本名は秋元貢。幼い頃は陸上競技の短距離や三段跳びで活躍し、オリンピックも狙える逸材とまで言われていた。

中学1年の時に盲腸炎を患い、手術。その際に秋元貢の腹の筋肉が厚く、執刀医が手間取っているうちに麻酔が切れてしまうが、激痛を耐え続けた。ガッツに感心した病院の院長である岡本さんが元横綱・千代の山の九重と懇意だったことから少年を紹介し・・・という説が紹介されることもあるが、別の説もある。

ともかくやってきた九重は貢少年の素質を見抜き、両親を説得して九重部屋に入門させた。貢少年への殺し文句は「飛行機に乗せてあげるよ」だったと言われている。
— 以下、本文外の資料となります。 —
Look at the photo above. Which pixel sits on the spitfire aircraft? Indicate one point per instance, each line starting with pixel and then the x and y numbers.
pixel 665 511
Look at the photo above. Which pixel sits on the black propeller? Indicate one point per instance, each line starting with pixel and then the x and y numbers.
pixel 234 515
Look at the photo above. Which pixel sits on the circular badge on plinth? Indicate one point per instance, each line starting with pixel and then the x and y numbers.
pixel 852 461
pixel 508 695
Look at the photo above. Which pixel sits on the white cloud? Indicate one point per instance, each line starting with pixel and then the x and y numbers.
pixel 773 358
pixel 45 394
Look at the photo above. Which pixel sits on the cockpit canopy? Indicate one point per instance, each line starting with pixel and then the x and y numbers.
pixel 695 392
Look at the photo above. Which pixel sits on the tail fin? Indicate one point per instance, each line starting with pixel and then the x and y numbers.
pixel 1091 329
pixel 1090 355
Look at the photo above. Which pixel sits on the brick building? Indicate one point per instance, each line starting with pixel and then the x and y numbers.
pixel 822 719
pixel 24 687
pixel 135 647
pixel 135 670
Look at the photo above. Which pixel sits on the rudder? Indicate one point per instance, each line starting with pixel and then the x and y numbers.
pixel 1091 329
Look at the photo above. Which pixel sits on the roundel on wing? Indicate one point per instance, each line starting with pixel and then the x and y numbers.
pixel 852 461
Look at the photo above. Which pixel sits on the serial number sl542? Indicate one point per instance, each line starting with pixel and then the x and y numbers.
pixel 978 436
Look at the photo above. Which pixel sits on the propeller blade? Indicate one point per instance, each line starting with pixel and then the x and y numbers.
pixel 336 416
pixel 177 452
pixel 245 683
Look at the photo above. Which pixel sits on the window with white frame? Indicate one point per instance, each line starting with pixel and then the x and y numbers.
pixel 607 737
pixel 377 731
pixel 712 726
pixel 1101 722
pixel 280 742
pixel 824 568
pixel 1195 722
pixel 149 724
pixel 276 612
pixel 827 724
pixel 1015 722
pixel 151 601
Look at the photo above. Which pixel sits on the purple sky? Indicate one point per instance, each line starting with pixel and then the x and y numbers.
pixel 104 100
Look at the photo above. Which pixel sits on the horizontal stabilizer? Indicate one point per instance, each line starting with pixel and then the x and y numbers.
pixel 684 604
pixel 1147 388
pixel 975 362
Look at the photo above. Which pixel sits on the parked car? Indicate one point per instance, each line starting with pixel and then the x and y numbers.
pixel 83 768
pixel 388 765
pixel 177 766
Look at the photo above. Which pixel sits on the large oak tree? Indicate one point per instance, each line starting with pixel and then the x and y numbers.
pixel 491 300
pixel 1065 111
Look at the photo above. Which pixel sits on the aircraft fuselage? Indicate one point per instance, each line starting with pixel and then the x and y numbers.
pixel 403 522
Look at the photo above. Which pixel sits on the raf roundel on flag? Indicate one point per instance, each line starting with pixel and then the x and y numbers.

台東区の中学に転校し1970年9月前相撲で初土俵を踏んだ。


-脱臼癖との闘い-
1970年11月序ノ口。四股名を大秋元とし、71年1月の序二段の場所から千代の冨士に改名した。師匠の「千代」と九重部屋が生んだ横綱・北の富士の「富士」からとられた。

力士生活をスタートさせたが、台東区内の陸上大会でも入賞し、中学卒業後は田舎に帰るつもりであった。逸材を手放したくない九重は卒業後に明大中野高校に通わせて時間を稼いだ。

土俵の方は年齢の割には成績は良好で少しずつ番付を上げていった。番付を上げるに連れて相撲の面白さも理解していき、高校は中退。相撲一本に絞る。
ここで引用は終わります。